Both models, ROM and the MBD model, showcase similar frequency responses. Two regions of critical frequencies behavior can be noticed. The first one is between 824 Hz (ROM) and 949 Hz (MBD), while the second one is between 3559 Hz (ROM) and 3925 Hz (MBD). Frequency-wise, the relative error between the ROM and the MBD model is around 9-13%, which is acceptable. Larger differences occur in the magnitude of the response, particularly for larger frequencies. The magnitude of the response is primarily driven by the damping, which is implemented differently for both models.

It should be noted that a bearing’s frequency response changes based on how loads are applied to it. This is primarily due to the highly nonlinear characteristic of the bearing. Both models, ROM and the full MBD model, can successfully capture the shift in frequency response due to changes in the direction of the load.

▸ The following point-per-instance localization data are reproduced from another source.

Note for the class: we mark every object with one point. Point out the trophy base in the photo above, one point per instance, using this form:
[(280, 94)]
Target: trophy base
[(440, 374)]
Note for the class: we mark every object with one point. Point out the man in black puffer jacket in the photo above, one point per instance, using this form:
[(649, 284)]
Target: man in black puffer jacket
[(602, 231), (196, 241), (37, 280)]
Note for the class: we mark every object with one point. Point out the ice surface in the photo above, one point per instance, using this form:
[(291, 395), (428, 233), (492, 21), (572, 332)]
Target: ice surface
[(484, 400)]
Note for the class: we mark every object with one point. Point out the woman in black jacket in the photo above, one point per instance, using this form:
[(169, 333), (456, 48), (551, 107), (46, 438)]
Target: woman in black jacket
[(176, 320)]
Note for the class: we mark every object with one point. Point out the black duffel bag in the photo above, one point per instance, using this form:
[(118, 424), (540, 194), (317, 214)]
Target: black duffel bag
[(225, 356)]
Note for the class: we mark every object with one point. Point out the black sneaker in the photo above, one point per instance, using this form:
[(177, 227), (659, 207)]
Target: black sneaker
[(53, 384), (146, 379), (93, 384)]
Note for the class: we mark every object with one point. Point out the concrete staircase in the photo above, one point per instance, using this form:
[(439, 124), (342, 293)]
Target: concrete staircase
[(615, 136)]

### Dynamic Response for CRB

### Fundamental Frequency for DGBB

Both models, ROM and the full MBD model, show an oscillation with the same frequency that is caused by the rolling elements passing through the loading zone. Although the ROM model does not include rolling element parts, their theoretical move is calculated inside the force subroutine of the machinery bearings. Here, this calculation is clearly validated.

Looking at the computational performance, the ROM performs significantly better in a transient analysis compared to the full MBD model.

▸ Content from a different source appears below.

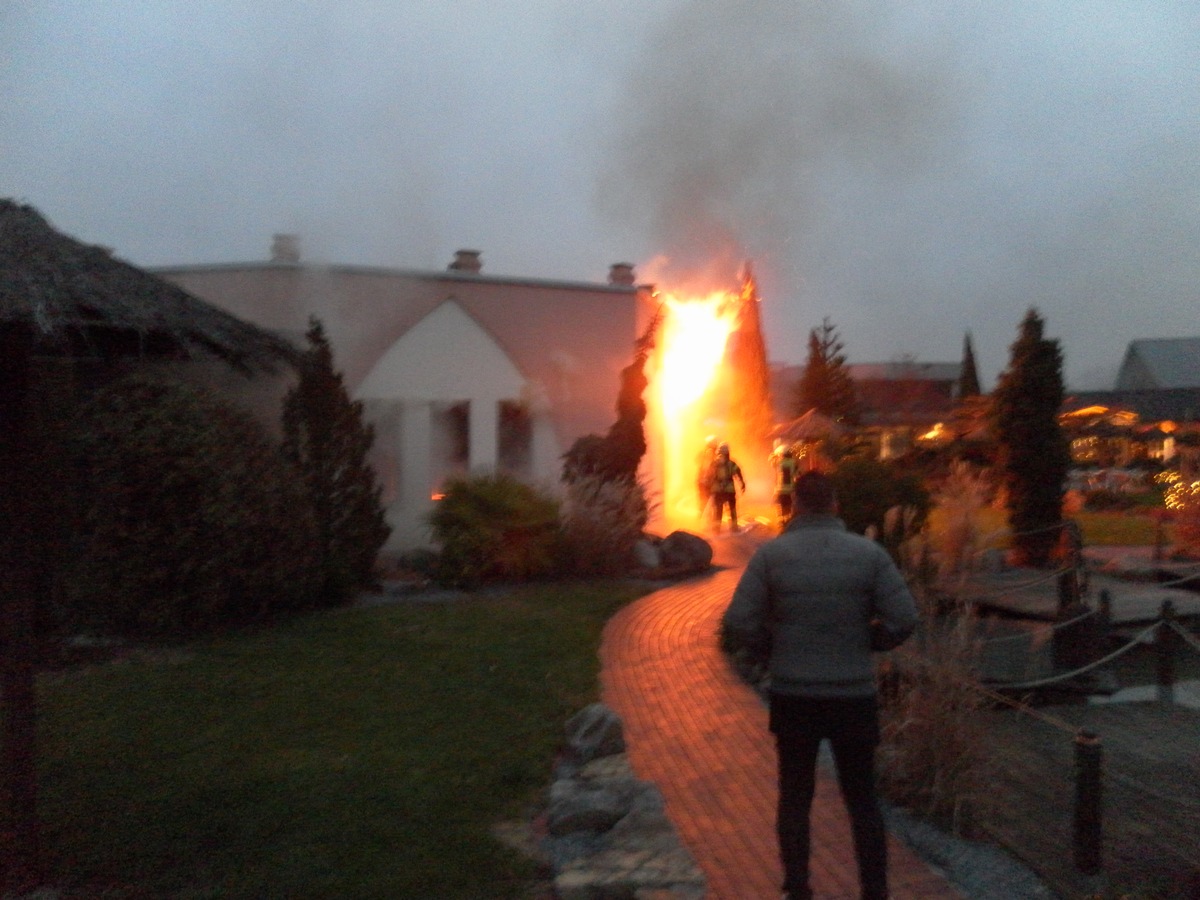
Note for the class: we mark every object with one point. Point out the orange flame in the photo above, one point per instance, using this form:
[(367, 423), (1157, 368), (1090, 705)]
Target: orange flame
[(691, 351)]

Simulation Time Comparison | ||
---|---|---|

Method | Simulation time [sec] | Simulation time [min] |

ROM | 1.513E+01 | 0.25 |

MBD | 1.814E+03 | 30.23 |

### Fundamental Frequency for CRB

In term of computational performance, the ROM is significantly superior compared to the respective full MBD model for transient analysis.

Simulation Time Comparison | ||
---|---|---|

Method | Simulation time [sec] | Simulation time [min] |

ROM | 1.485E+01 | 0.25 |

MBD | 5.852E+03 | 97.53 |

## Conclusion

Comparisons between full multibody dynamic (MBD) bearing models and reduced order bearing models (ROMs) from the MSolve API was conducted. The comparison was first performed on a Deep Groove Ball Bearing (DGBB), followed by a Cylindrical Roller Bearing (CRB). The verification shows that the results of the ROM models are similar to their respective MBD model. Furthermore, it highlights the greater computational performance of ROMs compared to full MBD models.

While the MSolve API includes ROMs for several bearing types, the verification was performed only on two bearing families, ball bearings and roller bearings. The remaining bearing types uses the same theory principles and a similar outcome as shown here can be expected.